不定期に連載してきた「100年Windows」も,今回で最終回とさせていただくことにしました。長い間ご愛読いただきありがとうございました。また,多くのコメントをいただき感謝しています。

 連載の最後を締めくくるのは「クラウド・コンピューティング」の話です。クラウド・コンピューティングは既にAmazon.comやGoogle,SalesForce.comなどがサービスを開始しています。これに対し,マイクロソフトは「Windows Azure」というプラットフォームで参入する予定です。

 「クラウド・コンピューティング」には,仮想サーバーそのものを提供する形態と,アプリケーション・プラットフォームを提供する形態があります。仮想サーバーそのものを提供する形態は,既存のプログラムをすぐに移行できる利点があります。その半面,クラウドならではの新機能を実装しにくいという欠点があります。一方,アプリケーション・プラットフォームを提供する形態では,新規にアプリケーションを作成しないといけないという欠点がありますが,クラウド固有の機能を取り込みやすいという利点があります。

クラウドでも開発者を重視するマイクロソフトの姿勢は変わらない

 Windows Azureは,このうち後者のアプリケーション・プラットフォームのみを提供するというものです。そのため,新規にプログラムを作成する必要があります。ただし,開発環境はWindowsアプリケーション開発者が慣れ親しんでいるVisual Studioを使用します。また,Azureのプログラム開発は.NETをベースに行われますので,新しく覚えなければならないことは最小限に抑えられます。完全に同じというわけにはいかないようですが,現在の.NETアプリケーション・プログラマであれば,容易に移行できるということです(筆者は実際にプログラムしていませんので,どの程度「容易」かは判断できません)。

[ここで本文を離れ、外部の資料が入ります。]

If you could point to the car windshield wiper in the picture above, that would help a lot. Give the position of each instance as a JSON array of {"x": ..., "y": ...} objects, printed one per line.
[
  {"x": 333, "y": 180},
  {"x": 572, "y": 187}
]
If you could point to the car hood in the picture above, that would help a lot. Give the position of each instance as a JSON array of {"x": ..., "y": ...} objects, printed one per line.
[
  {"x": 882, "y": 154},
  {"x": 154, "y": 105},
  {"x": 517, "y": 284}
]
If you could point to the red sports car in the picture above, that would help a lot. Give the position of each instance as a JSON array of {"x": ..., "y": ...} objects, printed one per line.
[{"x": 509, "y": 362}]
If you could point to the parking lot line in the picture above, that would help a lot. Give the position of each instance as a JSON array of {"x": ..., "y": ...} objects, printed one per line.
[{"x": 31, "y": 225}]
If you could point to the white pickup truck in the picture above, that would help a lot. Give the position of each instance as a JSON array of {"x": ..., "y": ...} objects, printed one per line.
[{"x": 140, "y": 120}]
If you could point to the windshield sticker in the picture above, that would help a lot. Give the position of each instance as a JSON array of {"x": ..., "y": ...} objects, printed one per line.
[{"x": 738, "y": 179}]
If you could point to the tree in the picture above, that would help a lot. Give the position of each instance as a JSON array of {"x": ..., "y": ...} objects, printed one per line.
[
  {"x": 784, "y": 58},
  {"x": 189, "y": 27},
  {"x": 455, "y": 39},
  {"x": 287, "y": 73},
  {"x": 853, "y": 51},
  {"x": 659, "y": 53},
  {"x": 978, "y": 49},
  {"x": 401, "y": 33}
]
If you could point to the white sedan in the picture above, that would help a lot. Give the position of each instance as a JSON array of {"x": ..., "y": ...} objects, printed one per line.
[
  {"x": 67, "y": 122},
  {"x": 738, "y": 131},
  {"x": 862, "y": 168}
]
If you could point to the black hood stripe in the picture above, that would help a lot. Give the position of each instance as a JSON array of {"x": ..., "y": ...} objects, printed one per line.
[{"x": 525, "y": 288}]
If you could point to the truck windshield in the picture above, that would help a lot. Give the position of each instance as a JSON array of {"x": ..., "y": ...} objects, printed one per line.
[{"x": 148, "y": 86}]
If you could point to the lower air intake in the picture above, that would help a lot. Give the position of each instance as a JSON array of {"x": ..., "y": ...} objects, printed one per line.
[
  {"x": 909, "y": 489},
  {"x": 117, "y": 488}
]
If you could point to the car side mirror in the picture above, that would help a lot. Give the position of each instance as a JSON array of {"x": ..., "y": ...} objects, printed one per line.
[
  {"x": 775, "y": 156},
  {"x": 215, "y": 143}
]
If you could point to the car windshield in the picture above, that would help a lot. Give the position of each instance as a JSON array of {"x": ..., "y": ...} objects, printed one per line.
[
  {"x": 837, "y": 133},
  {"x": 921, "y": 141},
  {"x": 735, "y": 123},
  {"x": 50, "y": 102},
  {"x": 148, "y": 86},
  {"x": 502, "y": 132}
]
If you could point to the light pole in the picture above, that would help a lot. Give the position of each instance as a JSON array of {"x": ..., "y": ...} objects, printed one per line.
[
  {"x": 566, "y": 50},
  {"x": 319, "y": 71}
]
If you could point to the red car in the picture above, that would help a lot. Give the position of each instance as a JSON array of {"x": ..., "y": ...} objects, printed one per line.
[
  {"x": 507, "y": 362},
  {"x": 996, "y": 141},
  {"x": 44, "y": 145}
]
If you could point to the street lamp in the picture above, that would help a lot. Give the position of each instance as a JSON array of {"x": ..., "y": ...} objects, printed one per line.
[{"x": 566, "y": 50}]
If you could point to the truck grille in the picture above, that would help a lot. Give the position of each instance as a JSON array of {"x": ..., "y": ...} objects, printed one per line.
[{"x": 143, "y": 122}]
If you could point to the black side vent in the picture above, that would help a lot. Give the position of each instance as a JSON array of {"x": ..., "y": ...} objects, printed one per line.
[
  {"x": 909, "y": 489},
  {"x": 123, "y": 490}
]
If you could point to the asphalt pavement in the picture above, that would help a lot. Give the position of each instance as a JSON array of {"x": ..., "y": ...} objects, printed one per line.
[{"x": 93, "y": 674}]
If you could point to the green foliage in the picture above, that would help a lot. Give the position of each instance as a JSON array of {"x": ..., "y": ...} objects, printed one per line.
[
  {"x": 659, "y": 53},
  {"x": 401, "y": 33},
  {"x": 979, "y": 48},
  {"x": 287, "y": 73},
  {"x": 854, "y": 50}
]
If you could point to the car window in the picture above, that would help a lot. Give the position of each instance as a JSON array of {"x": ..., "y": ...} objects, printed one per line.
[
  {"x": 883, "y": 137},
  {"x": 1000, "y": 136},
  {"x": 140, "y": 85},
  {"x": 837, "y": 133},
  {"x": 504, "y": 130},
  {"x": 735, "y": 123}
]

 ご存じの通り,マイクロソフトのビジネスはBASICインタプリタの提供から始まりました。その後,MS-DOSやWindowsなどのオペレーティング・システム(OS)を提供するようになりました。今でこそマイクロソフトはパッケージ・アプリケーションも販売していますが,プラットフォーム製品からスタートしたということが,今でもマイクロソフトのマーケティング戦略に強い影響を与えているように思います。

 ですが,プログラミング言語にしてもOSにしても,それを使うこと自体は目的ではありません。プログラミング言語やOSは,アプリケーション作成やアプリケーション実行のための手段に過ぎません。アプリケーションだって,それ自身は目的ではないのですが,その用途はある程度明確です。アプリケーションが,利用者の目的(ソリューション)を実現する直接の手段だとすると,プログラム言語やOSは,その手段を実装するための間接的な手段です。

 利用者の満足度を高めるには,優れたアプリケーションが不可欠です。そのため,マイクロソフトではアプリケーション開発者を非常に重視しています。マイクロソフトCEOのSteve Ballmerは,イベントのたびに「デベロッパー(開発者)!,デベロッパー!」と叫んでいますし,新製品の発表は,多くの場合開発者向けのイベントで行われます(参考サイト)。Windows Azureも,プログラマ向けの技術カンファレンスで発表されました。

 Windows Azureの発表にあたって,開発者向けのメッセージは明確でした。

「.NETの技術を身につければ,Windows Azureにも対応できる。」

 多くの開発者が安堵し,同時に新しいビジネスの広がりに期待しているのではないでしょうか。景気が後退している現在,クラウドをうまく使えばデータセンターのコストを大幅に下げられるかもしれません(本当にコストが下がるか,どうやれば下がるか,というのは今後の課題です)。